Patienten und Methoden: Es wurden 97 Patienten mit Diabetes mellitus Typ-2 (n=45 Frauen [46%], Alter 65,0±7,9, Diabetesdauer 7,0±6,0 Jahre, BMI 31,8±5,6kg/m2, HbA1c 7,2±1,1%) in die Studie eingeschlossen. Bestimmt wurden zu Beginn, am Ende der Schrothkur und nach 6 Monaten BMI, Blutdruck, HbA1c, Lipidstatus, CRP, hsCRP und die Lebensqualität (SF36).

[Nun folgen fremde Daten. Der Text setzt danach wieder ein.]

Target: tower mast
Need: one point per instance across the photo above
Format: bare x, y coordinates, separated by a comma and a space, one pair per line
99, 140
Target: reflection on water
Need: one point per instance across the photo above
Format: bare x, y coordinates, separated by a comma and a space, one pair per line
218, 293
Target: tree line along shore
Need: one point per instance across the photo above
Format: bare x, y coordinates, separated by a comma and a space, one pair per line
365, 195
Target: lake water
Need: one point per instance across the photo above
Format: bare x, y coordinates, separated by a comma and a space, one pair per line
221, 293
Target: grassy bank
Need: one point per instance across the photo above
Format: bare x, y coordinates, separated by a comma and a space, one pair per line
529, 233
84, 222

Ergebnisse: Zu Beginn der Untersuchung hatten 28/97 Patienten (29%) einen HbA1c-Wert von >7,5%. 7/97 Patienten (7%) hatten eine sehr schlechte Stoffwechsellage mit einem HbA1c >9%. Die Mittelwerte betrugen für Cholesterin 199,0±40,1, LDL 122,0±33,7 und HDL 48,3±13,1mg/dl und Triglyzeride 156,7±81,8mg/l. Kreatinin betrug 0,85±0,18mg/dl, CRP 3,53±4,45, hs CRP 3,18±4,16mg/l. Vorläufige Daten: Bis 6 Monate nach Teilnahme an der Schrothkur konnte eine Gewichtsreduktion von 3,4±2,7kg erzielt werden. Der mittlere HbA1c-Wert der Kohorte blieb konstant (p<0,05). Allerdings hatten 40/45 Patienten (89%) vor Teilnahme an der Schrothkur Antidiabetika eingenommen. Bis zum Kurende konnten bei 20 dieser Patienten (50%) die Antidiabetika abgesetzt werden. Bei 19/45 Patienten (42%), die zu Beginn Antihypertensiva eingenommen hatten, konnte deren Dosis reduziert werden. Die Zahl der Patienten mit Lipidwerten im Zielbereich stieg (Cholesterin im Zielbereich vor vs. nach Schroth-Kur: 60% vs. 81%, p<0,001, Triglyzeride im Zielbereich: 52% vs. 81%, p<0,001). 50% der Teilnehmer der Schrothkur gaben bei Studienende an, sich besser zu fühlen.
Schlussfolgerungen: Bei Patienten mit Typ-2-Diabetes mellitus, die an einer Schrothkur teilnehmen, kann bis 6 Monate danach eine signifikante Gewichtsreduktion nachgewiesen werden. Ohne Verschlechterung des Stoffwechsel und der Blutdruckwerte können Antidiabetika und Antihypertensive reduziert werden. Die Lebensqualität der Patienten steigt.